Ella es una mujer de bares, rodeada de hombres, ¿tal vez camuflada? Es una figura de la bohemia, de las trasnochadas, de los cafés inundados de alcohol. Su whisky preferido es Jack Daniel´s. Su libro Black out –premio de la Crítica al mejor libro de 2016- da cuenta de los rituales, de la creación en brazos etílicos. Justamente, un término que no tiene traducción posible y que manifiesta en la jerga de los alcohólicos, la amnesia de quien despierta luego de la resaca y nada recuerda. Un tiempo sin tiempo ni imágenes. Allí retoma a amigos y colegas, Miguel Briante, Norberto Soares, Claudio Uriarte y Charlie Felling, una elite de atorrantes, en su decir.

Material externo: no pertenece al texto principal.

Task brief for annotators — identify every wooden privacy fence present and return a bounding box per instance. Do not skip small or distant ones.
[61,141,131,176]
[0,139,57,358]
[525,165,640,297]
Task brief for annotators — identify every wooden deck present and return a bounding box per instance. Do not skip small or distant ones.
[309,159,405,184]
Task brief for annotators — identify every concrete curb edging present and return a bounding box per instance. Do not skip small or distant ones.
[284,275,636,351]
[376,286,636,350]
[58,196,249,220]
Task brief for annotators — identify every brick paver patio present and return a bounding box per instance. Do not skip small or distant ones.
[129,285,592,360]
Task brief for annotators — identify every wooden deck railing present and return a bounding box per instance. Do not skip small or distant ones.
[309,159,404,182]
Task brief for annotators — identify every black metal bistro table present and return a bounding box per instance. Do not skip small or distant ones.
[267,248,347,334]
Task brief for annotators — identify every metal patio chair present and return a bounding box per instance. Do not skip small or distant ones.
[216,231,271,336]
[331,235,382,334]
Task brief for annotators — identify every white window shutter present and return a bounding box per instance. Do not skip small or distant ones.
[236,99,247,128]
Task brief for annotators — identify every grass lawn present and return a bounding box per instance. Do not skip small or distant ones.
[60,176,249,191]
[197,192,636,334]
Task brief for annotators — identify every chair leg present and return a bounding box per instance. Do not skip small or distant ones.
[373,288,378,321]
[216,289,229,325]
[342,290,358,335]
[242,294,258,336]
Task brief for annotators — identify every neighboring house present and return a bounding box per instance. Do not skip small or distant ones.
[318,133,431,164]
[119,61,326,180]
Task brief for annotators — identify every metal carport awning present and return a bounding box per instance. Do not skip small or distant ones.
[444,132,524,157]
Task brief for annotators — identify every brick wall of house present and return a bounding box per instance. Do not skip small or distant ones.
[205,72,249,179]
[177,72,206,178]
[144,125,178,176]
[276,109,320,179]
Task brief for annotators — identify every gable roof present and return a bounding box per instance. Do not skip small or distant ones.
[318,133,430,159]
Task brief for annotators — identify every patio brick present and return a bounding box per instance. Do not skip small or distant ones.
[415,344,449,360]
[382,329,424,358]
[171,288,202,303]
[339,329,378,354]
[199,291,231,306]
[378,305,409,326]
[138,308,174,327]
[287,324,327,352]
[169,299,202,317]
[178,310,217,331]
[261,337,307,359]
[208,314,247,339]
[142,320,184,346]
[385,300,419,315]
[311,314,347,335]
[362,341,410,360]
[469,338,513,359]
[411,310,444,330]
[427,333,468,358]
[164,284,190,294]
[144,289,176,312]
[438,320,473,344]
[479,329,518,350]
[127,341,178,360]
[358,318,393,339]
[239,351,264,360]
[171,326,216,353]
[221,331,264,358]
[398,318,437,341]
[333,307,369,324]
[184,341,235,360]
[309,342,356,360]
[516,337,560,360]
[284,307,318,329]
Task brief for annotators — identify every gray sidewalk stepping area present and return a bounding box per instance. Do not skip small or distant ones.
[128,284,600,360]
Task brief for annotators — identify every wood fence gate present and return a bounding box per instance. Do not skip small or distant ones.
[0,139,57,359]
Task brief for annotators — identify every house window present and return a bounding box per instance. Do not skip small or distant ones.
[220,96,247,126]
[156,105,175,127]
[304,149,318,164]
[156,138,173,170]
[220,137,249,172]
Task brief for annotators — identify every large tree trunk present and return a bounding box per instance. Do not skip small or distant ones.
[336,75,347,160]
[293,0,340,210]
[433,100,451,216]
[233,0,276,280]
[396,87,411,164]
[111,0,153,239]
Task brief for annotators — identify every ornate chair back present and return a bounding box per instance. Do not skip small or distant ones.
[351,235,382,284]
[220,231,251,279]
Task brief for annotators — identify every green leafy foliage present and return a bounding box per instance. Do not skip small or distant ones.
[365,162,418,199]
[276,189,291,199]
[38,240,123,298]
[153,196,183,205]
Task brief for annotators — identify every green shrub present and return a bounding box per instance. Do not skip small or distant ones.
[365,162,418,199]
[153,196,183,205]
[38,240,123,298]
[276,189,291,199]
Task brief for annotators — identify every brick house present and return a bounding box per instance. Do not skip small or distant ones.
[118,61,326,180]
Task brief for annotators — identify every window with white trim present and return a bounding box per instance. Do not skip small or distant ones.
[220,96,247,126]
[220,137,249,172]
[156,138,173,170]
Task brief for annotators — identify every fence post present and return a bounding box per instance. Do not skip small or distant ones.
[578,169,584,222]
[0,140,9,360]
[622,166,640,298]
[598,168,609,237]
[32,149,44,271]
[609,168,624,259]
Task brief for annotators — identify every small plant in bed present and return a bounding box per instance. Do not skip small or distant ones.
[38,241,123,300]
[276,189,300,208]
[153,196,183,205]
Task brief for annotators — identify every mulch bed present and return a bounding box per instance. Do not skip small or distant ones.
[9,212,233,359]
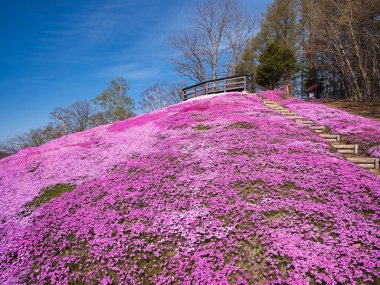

Esta feminista que vamos descubriendo, se autodenomina como cronista de la vida cotidiana, sartreana, a favor del lenguaje inclusivo –rechaza cualquier regulación de la Real Academia Española– y admiradora de Rodolfo Walsh, Pedro Lemebel y Enrique Raab, como emblemas de ese género periodístico, tan cercano, tan propio de la ligazón entre periodismo y literatura. A propósito de Walsh, uno de los últimos libros de la autora, Oración rescata la figura de Vicky, la hija militante de Rodolfo Walsh que murió y a la que su padre le escribe una carta mítica. Pero hay otra carta, menos conocida, de cuando ella tenía 13 años y María recuerda: “Le explica qué es ser mujer en Argentina. El modelo que le propone no es tanto el de la guerrillera, él le propone a Marguerite Duras que había hecho Hiroshima mon amour en ese momento. Es raro ese modelo donde se dirige hacia el arte en vez de transmitirle la revolución. No aparece como marcación de vocación, pero le está diciendo que es difícil y, otra vez, el mito del número: una de cada cien mujeres llega a conseguir algo sin ser discriminada”. También rememora que mientras escribía el libro, en su alrededor se generaba el eslogan contundente “Vivas nos queremos” y establece su reconocimiento a feministas de gran trayectoria como Rita Segato, Silvia Federici y Silvia Cusincanqui.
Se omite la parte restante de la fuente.